Которая уже зима начинается с этих слов?
Год назад я была в начале ноября в Амстердаме, но не решилась там задержаться, а ведь концерт Екатерины Гопенко и «Немного Нервно» был там. До сих пор иной раз думаю, могла ли бы эта музыка починить меня.
Мне надо что-то решать.
Невыносимая травля на работе имела паузу на неделю, когда директор и завуч вместе час на очной ставке меня и Ирины Палны говорили ей, что она должна начать со мной общаться и перестать меня буллить. В конце они сказали ей, что от этого будет зависеть размер её новогодней премии. Мне было жалко её, а ещё я думала, что всё теперь будет иначе. Её хватило на неделю.
Я разрешаю себе уйти с этой работы. Может быть, даже не ждать конца учебного года. А может, поспорить с собой и выдержать.
Я разрешаю себе не инвестировать в расселение очередной сложной коммунальной квартиры. Сегодня был токсичнейший разговор с риэлторкой, которая очень гордится доверенностью на продажу самой большой доли в квартире, и я понимаю, что либо я добуду контакты Софьи, либо я откажусь от этой идеи. Продам всё своё и уйду оттуда. Уеду совсем. Куплю Веронике квартиру на вырост и уйду.
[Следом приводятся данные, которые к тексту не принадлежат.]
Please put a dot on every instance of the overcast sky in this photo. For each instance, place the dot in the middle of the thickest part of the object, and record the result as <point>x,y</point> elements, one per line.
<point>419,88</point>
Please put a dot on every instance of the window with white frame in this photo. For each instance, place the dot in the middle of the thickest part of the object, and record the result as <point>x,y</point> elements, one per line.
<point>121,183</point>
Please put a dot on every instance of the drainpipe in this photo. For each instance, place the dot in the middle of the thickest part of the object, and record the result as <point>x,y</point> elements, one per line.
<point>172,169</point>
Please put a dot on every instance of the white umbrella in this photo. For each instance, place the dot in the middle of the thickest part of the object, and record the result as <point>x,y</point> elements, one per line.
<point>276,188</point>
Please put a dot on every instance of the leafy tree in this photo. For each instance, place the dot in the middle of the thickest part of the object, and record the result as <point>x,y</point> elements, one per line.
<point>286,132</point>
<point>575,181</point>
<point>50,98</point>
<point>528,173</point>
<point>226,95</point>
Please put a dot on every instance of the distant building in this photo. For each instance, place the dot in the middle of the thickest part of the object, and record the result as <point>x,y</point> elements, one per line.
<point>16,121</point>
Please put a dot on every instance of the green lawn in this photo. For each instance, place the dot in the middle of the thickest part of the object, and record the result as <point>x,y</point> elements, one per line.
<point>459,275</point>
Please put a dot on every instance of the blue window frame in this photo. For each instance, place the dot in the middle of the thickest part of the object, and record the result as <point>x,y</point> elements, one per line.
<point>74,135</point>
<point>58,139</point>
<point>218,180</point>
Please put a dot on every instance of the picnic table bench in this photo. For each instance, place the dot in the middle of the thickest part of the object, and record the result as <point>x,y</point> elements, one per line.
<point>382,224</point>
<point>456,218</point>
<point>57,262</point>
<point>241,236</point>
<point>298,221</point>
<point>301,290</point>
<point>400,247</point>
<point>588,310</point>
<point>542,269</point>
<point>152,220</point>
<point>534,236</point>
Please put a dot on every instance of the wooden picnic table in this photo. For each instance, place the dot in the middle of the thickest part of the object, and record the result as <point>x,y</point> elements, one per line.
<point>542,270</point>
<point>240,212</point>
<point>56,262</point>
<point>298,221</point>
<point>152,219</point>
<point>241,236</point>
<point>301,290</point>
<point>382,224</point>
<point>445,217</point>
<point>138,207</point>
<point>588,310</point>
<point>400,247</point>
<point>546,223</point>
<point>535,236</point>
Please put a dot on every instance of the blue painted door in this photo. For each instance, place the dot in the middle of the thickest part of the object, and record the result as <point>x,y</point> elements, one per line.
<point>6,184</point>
Я разрешаю себе горевать по Хенрику. Я горюю по нему страшно, потому что стала любить его и потому что хотела с ним быть. Без перспектив. Просто хотела. В октябре умерла Рахиль и мне не дали визу, и с того дня, как он узнал, что я не могу приехать, он не написал мне ни слова. Это похоже на стекло, которое разбили внутри меня, и при каждом вдохе оно мешает. В среду на группе поддержки я рвала ручкой бумагу и полыхала внутри этим «ты оставил меня, ты меня оставил», хотя за секунду до того думала, что вообще не могу злиться. Мне больно. Он ранил меня. Он ранил меня. Он меня ранил.
На сорок дней с того дня, как не дали визу, доллар скакнул с тех 83 рублей в августе до 117 рублей, и вечером пятницы я рыдала на улице. Хочется иной раз обладать силищей Фрэнка из драйзеровского «Финансиста», но я не он и никогда не буду такой. В том, в чем нужно быть такой, если хочешь справляться с совсем большими деньгами. Все деньги сейчас уходят на залатывание дыр в Вероникином образовании, и мне хочется выть от этих 1500 трижды в неделю на ее репетиторку. Выть, натурально выть.
Наверно, что бы я себе ни разрешала, я никогда не смогу простить себя, если только не увижу, что жизнь Вероники складывается счастливо, да и то в том случае буду думать, каких возможностей её лишили мои решения, связанные со страхом, отбитым в детстве мозгом, сиротством и беспомощностью. Я потеряла полтора миллиона денег на этом скачке валют и на последней сделке, и я никогда не забуду об этом, потому что это уже четвертый раз, когда я могла купить дочери квартиру, и не сделала этого.
Только бы остаться живой.
Вероника все время говорит о Париже, я не знаю, что там и как там, но почему-то мне кажется таким нужным показать ей этот Париж. Так глупо.
Декабрь, декабрь, верни мою стрелку компаса.